There's a vast literature on Biblical textual criticism. One of the problems with old texts is that printing presses didn't exist in ancient and medieval times. Books were laboriously copied by hand in dim candle-lit scriptoria, so over time, copying errors could find their way into texts and be reproduced by subsequent copyists. There's actually a whole science of ancient and medieval manuscripts of all sorts called paleography. As an example of what paleographers do, the presence of small copyist's errors in widely dispersed manuscripts can be used to define different textual families and then used to investigate the transmission and propagation of texts and larger patterns of intellectual influence. For example, if we know that a scribal error crept into a 10'th century Byzantine Greek text, and if that same textual error is later found in Balkan manuscripts and in southern Italy, then we have a pretty good idea who the Balkan and southern Italian copyists were in communication with and where they had obtained the texts they were copying.

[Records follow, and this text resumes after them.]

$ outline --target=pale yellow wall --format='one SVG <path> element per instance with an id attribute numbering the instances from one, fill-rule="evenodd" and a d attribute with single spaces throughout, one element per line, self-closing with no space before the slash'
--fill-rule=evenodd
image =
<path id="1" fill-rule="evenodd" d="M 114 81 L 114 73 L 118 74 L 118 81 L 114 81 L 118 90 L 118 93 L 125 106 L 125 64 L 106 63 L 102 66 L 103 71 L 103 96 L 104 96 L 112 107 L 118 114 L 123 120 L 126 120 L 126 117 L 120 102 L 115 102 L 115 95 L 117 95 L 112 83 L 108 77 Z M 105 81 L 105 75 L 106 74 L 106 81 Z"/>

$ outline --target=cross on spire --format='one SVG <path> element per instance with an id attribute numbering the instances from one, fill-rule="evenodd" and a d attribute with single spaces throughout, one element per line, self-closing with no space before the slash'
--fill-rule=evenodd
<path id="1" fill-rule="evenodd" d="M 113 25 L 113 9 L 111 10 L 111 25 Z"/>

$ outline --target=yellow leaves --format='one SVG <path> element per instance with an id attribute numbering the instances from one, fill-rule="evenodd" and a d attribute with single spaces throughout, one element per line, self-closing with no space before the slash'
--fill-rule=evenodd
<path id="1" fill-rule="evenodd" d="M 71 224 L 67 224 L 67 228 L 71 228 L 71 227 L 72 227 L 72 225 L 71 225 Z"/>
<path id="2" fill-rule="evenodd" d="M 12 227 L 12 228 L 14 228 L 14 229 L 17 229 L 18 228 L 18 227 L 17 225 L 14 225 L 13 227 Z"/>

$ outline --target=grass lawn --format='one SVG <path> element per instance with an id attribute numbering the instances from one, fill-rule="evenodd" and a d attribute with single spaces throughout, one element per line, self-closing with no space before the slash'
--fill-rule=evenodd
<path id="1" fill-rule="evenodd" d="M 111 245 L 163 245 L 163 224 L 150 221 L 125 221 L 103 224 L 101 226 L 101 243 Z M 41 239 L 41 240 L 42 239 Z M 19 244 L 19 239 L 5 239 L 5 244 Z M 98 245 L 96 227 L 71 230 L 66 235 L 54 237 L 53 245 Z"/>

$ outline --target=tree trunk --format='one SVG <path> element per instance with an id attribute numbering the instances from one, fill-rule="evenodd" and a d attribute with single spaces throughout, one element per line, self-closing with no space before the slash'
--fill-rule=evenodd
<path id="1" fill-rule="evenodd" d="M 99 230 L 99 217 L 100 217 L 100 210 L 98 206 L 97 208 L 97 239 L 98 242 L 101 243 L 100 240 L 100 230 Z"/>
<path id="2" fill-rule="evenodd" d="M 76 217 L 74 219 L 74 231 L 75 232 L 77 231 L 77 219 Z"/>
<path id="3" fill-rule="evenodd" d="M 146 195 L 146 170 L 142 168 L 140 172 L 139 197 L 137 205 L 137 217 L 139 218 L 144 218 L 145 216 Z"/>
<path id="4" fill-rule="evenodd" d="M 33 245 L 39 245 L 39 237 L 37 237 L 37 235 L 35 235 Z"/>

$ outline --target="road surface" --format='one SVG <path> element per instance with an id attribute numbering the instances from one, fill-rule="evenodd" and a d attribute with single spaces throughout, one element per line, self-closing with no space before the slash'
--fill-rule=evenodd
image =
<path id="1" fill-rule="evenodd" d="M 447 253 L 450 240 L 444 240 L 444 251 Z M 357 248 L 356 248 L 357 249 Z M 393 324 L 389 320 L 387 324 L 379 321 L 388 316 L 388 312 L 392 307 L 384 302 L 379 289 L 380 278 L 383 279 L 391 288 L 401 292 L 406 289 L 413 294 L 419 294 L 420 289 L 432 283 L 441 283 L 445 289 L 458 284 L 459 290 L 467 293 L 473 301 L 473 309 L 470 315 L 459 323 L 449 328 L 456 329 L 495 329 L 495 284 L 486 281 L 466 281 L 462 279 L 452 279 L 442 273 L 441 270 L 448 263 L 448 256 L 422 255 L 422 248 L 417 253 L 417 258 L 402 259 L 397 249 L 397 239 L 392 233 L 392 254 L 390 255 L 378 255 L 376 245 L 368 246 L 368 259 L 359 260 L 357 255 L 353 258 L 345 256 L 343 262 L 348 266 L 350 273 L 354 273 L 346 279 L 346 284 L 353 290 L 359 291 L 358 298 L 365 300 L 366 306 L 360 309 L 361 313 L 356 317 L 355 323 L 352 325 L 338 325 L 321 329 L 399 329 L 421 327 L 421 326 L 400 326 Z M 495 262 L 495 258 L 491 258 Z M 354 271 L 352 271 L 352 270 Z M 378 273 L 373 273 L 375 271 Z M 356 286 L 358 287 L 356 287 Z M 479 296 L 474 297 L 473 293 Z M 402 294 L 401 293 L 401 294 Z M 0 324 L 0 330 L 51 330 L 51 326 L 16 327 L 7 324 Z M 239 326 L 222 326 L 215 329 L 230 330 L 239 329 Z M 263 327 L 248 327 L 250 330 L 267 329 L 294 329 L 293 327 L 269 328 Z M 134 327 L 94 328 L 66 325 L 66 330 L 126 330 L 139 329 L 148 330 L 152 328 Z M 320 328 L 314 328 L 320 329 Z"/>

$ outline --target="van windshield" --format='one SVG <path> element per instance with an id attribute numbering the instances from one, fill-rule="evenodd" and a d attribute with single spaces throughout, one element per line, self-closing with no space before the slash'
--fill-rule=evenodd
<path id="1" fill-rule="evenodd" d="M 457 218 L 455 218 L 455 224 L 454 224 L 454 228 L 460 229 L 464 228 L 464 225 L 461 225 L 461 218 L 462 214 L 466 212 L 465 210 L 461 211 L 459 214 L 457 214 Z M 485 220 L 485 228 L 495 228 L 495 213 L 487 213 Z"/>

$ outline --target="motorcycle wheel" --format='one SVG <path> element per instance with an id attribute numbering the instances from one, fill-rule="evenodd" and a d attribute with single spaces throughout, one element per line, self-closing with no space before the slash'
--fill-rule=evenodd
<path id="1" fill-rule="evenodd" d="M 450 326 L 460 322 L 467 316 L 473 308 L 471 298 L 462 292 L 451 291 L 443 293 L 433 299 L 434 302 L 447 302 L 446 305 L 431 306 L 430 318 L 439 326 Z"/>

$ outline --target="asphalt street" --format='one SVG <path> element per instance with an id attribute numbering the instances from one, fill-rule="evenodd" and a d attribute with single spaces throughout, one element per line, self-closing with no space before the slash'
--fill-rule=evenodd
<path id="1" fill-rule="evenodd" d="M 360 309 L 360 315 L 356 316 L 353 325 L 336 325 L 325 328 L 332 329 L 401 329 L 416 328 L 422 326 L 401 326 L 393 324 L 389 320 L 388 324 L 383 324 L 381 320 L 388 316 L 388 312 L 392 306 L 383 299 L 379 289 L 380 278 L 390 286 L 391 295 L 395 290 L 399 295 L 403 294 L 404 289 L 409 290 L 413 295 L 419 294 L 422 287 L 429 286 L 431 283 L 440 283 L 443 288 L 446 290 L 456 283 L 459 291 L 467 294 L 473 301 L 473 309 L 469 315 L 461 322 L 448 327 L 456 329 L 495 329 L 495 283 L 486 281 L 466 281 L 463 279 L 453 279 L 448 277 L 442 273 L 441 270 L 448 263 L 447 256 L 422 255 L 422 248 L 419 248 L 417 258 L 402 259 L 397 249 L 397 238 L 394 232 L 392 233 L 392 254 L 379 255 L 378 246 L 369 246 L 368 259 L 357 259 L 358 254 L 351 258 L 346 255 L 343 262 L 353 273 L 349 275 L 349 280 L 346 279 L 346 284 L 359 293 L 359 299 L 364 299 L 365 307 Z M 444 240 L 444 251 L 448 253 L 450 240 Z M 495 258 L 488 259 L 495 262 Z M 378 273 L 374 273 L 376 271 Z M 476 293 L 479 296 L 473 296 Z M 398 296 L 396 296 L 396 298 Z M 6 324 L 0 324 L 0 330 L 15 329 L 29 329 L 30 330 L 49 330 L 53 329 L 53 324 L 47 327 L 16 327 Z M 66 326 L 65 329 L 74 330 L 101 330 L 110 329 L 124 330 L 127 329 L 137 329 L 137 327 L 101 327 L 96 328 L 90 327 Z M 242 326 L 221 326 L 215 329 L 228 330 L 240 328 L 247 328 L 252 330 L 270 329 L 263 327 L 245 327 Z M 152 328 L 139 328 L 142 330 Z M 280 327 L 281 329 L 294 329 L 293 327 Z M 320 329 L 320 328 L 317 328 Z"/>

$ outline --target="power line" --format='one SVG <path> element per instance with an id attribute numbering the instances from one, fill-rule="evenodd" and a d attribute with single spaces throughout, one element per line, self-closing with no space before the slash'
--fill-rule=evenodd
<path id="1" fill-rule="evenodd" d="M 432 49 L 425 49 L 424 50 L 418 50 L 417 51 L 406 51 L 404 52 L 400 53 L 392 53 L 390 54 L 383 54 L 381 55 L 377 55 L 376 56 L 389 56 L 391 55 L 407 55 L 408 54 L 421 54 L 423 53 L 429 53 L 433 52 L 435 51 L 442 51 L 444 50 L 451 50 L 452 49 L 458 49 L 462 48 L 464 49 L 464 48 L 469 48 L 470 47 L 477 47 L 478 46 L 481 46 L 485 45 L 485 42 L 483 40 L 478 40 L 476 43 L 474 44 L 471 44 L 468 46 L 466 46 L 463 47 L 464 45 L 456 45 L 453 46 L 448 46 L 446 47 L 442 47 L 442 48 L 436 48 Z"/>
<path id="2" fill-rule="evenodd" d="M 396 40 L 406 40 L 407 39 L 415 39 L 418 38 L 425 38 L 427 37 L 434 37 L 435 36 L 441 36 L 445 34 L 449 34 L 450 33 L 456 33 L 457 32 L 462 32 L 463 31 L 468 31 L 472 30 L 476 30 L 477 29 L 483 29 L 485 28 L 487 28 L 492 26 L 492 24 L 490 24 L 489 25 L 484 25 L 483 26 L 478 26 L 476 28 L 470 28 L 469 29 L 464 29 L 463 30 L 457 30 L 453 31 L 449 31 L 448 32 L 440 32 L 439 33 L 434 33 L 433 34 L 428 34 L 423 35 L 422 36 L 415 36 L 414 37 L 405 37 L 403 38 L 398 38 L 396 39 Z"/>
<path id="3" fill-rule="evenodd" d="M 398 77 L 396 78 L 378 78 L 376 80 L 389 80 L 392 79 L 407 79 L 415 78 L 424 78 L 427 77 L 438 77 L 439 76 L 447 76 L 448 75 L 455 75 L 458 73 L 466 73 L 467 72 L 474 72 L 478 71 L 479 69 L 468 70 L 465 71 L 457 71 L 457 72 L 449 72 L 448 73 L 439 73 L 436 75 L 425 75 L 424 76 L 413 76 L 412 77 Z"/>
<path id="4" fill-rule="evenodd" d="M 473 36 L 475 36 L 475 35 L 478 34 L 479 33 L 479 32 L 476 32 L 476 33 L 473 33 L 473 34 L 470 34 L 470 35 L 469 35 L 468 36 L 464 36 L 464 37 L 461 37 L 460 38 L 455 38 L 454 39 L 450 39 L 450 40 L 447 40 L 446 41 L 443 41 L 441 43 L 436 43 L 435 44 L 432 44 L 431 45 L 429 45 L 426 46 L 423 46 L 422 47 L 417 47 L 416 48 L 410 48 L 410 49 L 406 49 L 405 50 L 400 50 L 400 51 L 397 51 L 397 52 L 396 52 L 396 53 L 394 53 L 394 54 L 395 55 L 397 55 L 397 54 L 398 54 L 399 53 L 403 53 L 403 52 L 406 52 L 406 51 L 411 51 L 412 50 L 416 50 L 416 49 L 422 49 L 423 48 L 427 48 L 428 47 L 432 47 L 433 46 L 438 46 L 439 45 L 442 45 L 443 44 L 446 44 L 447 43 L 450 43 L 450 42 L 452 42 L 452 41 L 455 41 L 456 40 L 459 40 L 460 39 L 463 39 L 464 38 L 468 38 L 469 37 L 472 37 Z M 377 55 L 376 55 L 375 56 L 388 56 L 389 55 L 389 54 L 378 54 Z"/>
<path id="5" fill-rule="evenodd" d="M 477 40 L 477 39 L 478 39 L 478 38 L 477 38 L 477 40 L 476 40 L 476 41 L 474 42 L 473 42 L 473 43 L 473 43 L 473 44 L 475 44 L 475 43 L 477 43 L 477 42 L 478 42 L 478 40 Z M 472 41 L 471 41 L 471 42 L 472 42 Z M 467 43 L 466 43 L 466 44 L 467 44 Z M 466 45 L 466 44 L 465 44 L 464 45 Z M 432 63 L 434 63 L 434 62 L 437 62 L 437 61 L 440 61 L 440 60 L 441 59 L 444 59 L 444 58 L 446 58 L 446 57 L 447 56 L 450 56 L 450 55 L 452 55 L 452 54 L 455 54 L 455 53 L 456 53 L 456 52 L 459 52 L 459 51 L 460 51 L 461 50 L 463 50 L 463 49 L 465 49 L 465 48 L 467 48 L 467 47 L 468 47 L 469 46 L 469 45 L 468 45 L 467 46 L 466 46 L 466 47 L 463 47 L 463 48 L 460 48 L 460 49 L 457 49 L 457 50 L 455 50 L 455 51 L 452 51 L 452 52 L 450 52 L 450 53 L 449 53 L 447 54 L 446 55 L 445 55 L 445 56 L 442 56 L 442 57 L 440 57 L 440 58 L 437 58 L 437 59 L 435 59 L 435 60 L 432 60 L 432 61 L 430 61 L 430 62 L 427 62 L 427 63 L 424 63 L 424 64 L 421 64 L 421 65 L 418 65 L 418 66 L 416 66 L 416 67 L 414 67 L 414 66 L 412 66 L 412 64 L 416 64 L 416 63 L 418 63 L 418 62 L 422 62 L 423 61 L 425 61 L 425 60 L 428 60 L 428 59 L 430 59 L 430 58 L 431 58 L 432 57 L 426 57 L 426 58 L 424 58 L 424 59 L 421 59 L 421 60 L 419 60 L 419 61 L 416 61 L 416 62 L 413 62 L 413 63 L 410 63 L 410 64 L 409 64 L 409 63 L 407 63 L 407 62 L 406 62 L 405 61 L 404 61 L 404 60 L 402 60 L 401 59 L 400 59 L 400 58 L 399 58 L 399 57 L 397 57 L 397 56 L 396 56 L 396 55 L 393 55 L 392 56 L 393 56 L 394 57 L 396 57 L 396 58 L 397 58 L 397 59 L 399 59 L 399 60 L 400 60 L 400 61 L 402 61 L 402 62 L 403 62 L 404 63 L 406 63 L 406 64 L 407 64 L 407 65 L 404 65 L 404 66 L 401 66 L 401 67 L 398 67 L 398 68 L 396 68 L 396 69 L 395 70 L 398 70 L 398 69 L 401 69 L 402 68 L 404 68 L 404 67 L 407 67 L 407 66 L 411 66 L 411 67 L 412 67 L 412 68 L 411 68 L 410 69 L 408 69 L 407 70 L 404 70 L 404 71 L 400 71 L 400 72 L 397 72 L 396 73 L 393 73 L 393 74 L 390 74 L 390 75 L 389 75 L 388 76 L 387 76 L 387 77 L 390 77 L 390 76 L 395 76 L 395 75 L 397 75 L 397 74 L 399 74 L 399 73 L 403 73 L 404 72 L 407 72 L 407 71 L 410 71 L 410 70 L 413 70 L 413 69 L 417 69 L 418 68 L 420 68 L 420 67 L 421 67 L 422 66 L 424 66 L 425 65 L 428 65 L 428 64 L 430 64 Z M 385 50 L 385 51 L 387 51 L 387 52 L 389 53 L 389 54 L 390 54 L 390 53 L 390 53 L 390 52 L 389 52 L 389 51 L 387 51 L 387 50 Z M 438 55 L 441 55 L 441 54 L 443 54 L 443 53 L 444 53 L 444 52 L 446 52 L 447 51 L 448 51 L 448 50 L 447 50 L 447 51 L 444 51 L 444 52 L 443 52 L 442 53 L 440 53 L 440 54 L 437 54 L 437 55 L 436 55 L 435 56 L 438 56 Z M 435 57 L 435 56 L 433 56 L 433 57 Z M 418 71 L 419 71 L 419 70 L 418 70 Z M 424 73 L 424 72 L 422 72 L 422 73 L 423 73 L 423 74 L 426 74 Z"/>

It is comforting to find say, the Dead Sea Scrolls and see we're not that far off with the Old Testament and it'd be nice to one day find the New Testament's "Q Bible" from which the books draw information from.
The simularity of the Dead Sea Scrolls OT texts and the medieval Hebrew texts used in most of the earlier English Bible translations suggest that those medieval texts were probably pretty good, with only minor scribal errors and nothing in them that dramatically changed religious doctrine. And some New Testament texts from late antiquity have been discovered and used to make small corrections to the text in some of the newer English translations.
The 'Q' thing is an entirely different kind of problem in my opinion. It's not a simple question of manuscript transmission of received texts. With 'Q' we are facing new issues of editing, authorship and theological motivation.
The problem there is that our only knowledge of Jesus comes to us through the New Testament. And the NT is the product of Paul's churches and the Christian church that subsequently grew out of them and embraced the Pauline doctrines as orthodoxy. What we have today was written to preach those doctrines and that's why it was subsequently copied and preserved. The question is whether the NT accurately presents Jesus as he actually was or whether it kind of re-writes him to suit a theology.
The probable existence of an early 'Q' document (from the German word for 'source') suggests that there were already collections of Jesus' sayings in circulation in the broader Christian sect beyond Paul's churches. Unfortunately 'Q' hasn't survived. (The question arises, why not?) But we do have the later non-canonical Gospel of Thomas that seems to have been based on some earlier 'Q'-like collection of Jesus' sayings and contains significant differences from the four canonical gospels. Just based on evidence like that, there seems to have been quite a bit of internal diversity among the early Christians. There were apparently more than one of these 'sayings gospels' of Jesus' supposed words in circulation and there do seem to have been significant variations between them. It's apparent that lots of editing and redacting were going on in the earliest years of Christianity as the earliest texts that survive today were being composed. The situation might have been a lot more open and fluid then than it would become in later years. Unfortunately, very little information about those formative events has survived.